We’re weighing up the pros and cons of the “merge” strategy vs. the “append” strategy.
One potential con of the “merge” strategy is that it has to perform a table scan of the destination table to look for matching rows, which could be expensive. However, given that the destination table is clustered by date, I’m wondering if the merge will take advantage of this clustering and only scan the necessary micro-partitions. Does anyone know if this is the case?
Is your data event data or dimensional data? Is it feasible for a new row that updates or overwrites an old entity to arrive significantly later? What is the unique key of the data?

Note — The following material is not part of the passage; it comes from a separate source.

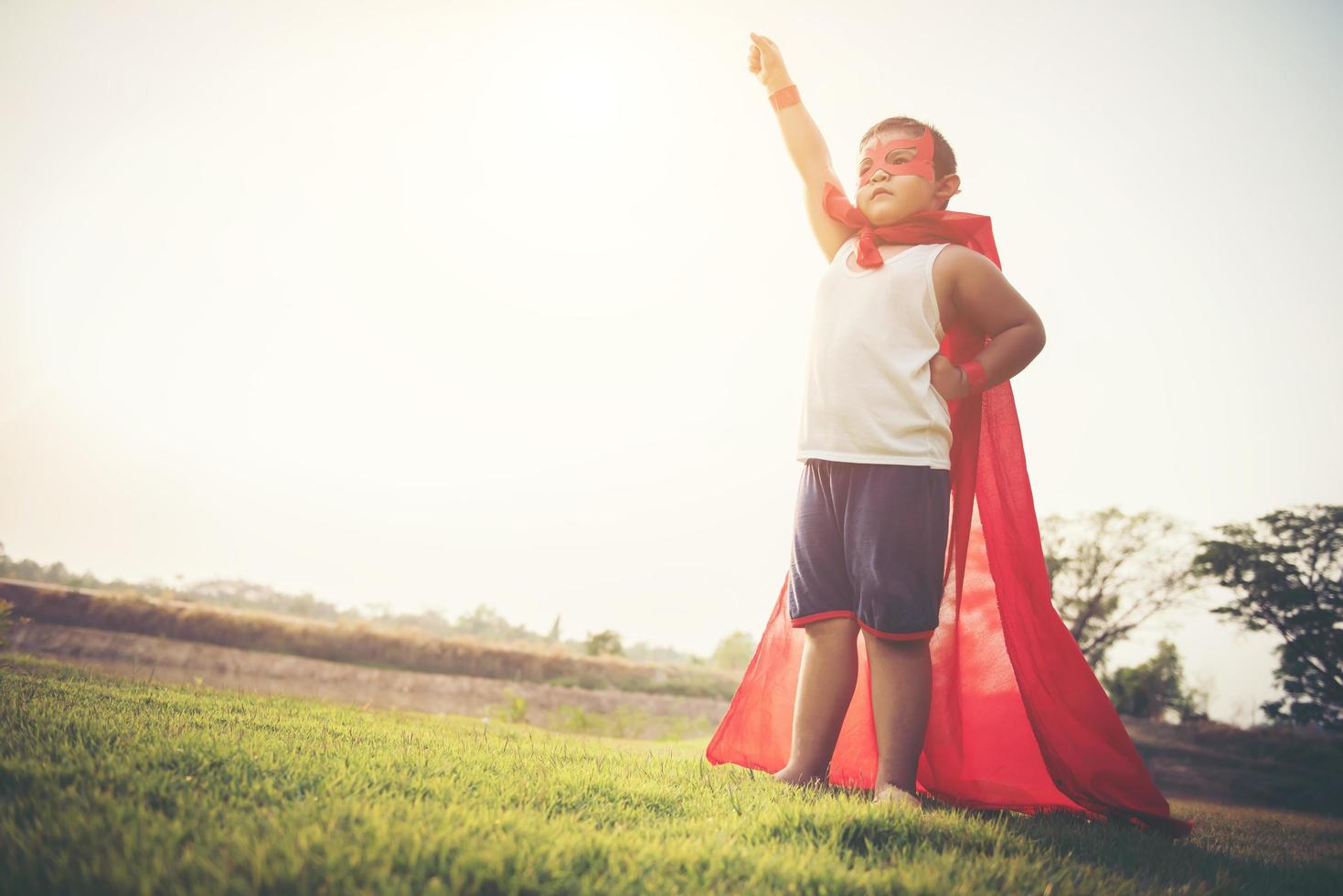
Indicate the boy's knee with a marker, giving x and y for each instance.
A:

The reason to merge, is because there is a good reason to scan all the data and update old rows rather than simply writing new ones into the table. Do you have such a good reason? If not, you can just append.
You can also limit how far back your merge statement will scan the DESTINATION table for rows to update with the <Incremental models | dbt Developer Hub config>
Thank you, that’s super helpful. I just learned about incremental predicates from the link you sent, which could be perfect for improving the efficiency of the merge (if we decide to use it).
We can probably get away with using an append strategy, but we’re just slightly nervous of duplicates sneaking into the destination table, which we can’t afford to happen.
Well if you need it to be dead-on balls accurate and there’s no heuristic you can use to simplify the search for duplicates (eg, there is no possibility for a duplicate more than 1 month after a row is created) then you simply cannot avoid doing a whole table scan. That’s like, physics, you’re always going to need to read all the data so you can compare it. It definitely is expensive, but the expense comes from your requirement that you can’t have any duplicates, not from MERGE
In Snowflake, when performing a merge operation on a table that is clustered, Snowflake will indeed leverage the clustering key to optimize the process. The clustering key helps Snowflake efficiently locate and access the relevant data, minimizing the need for a full table scan.
When you perform a merge operation on a clustered table, Snowflake will typically only need to scan the micro-partitions relevant to the data being merged. This can significantly reduce the amount of data that needs to be processed compared to a full table scan, especially if your clustering key aligns well with the merge operation (such as updating rows based on date).
So, leveraging the “merge” strategy with a clustered table in Snowflake is generally efficient and can scale well even for tables with several billions of rows. It combines the benefits of both the merge operation for updating existing rows and the efficiency of the clustering key for minimizing unnecessary data scans.
Agreed. And if you included your cluster field (date) in the list of unique keys, it will force a join on the date field in the merge, so nothing is left to chance.